65% of manufacturing OT security incidents in 2023 were discovered not by the manufacturer's own monitoring but by external sources — their customers, partners, or incident response firms.

OT Security Frequently Asked Questions

Frequently Asked Questions

What is the difference between IT and OT security?

IT security prioritises confidentiality, integrity, and availability — in that order. OT security prioritises safety, availability, and integrity — in that order. This difference in priority creates different approaches: in IT, patching a vulnerable system is done within days. In OT, patching requires assessment of impact on production safety and availability, and may be deferred for months with compensating controls. IT systems can be rebooted without physical consequences. Rebooting a PLC controlling an active production process can have physical safety implications. OT security must work within these constraints rather than imposing IT approaches on OT environments.

How do we know what is connected to our production network?
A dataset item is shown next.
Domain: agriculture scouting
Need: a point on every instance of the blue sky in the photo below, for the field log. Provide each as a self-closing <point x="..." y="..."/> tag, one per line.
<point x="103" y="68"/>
Most manufacturers are surprised to discover what is on their production networks. Passive OT discovery tools (such as those provided by Claroty, Dragos, or Nozomi Networks) can identify all devices on the network without sending active traffic that could disrupt industrial protocols. The output is typically a comprehensive asset inventory including device type, manufacturer, OS, firmware version, and network connectivity. This is always the first step in an OT security programme — you cannot protect what you don't know about. Kyanite Blue's Collective IP service includes OT asset discovery as part of the initial OT security assessment.

Can ransomware actually affect our production systems?
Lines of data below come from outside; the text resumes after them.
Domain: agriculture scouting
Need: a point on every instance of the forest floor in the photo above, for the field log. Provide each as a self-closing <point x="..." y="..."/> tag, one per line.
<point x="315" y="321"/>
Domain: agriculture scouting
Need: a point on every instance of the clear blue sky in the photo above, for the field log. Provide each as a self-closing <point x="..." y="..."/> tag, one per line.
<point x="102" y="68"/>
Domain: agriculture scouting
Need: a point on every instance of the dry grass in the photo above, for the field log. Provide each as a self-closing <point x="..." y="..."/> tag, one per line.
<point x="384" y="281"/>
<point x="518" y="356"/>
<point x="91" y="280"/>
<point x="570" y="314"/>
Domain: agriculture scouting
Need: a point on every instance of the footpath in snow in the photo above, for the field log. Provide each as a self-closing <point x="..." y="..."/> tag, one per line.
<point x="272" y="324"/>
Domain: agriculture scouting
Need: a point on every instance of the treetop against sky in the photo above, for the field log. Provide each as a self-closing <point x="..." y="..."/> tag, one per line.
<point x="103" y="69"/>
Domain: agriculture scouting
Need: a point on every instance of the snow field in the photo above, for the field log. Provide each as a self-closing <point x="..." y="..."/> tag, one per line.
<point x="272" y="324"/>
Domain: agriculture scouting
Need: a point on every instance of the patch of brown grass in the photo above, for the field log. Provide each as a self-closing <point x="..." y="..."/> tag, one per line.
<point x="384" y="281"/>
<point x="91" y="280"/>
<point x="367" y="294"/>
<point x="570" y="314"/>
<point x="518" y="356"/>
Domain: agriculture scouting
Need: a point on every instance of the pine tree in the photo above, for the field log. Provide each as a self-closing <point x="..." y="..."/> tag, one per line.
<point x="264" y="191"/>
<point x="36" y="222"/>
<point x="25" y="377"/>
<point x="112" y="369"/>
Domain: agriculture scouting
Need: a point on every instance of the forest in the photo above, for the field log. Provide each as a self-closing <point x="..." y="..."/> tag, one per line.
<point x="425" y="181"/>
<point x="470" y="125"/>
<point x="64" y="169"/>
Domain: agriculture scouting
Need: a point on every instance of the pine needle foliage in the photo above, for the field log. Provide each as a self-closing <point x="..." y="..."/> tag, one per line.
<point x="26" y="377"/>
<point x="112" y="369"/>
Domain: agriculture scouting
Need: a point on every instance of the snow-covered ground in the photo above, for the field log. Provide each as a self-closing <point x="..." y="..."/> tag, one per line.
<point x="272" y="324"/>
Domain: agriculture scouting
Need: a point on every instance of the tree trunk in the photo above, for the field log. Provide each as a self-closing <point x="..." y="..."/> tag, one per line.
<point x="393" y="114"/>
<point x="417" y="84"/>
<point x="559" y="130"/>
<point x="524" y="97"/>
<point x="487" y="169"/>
Yes — this has been demonstrated in multiple real-world incidents including Norsk Hydro (2019), Bridgestone (2022), and Clorox (2023). Ransomware operators have developed tools and techniques specifically designed to move from corporate IT into OT environments and to disrupt industrial control systems. The typical attack path is: phishing email on corporate network → lateral movement to engineering workstations → movement across the IT-OT boundary → ransomware deployment on SCADA servers, historian servers, and in some cases directly on HMIs. Network segmentation between IT and OT breaks this attack chain at the IT-OT boundary.

Do we need to include our OT systems in penetration testing?
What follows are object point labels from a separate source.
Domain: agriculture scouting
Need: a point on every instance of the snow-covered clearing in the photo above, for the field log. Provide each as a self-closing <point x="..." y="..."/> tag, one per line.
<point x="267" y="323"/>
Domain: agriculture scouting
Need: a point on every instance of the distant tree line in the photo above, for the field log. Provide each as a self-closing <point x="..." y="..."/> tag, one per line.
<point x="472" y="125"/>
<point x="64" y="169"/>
Yes, but OT penetration testing requires specialist expertise and careful scoping to avoid production disruption. An OT penetration test should typically include: passive network analysis of OT network traffic to identify vulnerabilities without active testing; external assessment of any internet-facing OT systems (which can be done safely without production impact); assessment of the IT-OT boundary controls; review of OEM remote access configurations; and in some cases, active testing of specific systems in a maintenance window. Never conduct active penetration testing of production OT systems without explicit OEM approval and a safety assessment — the consequences of disrupting a production control system can extend beyond IT to physical plant safety.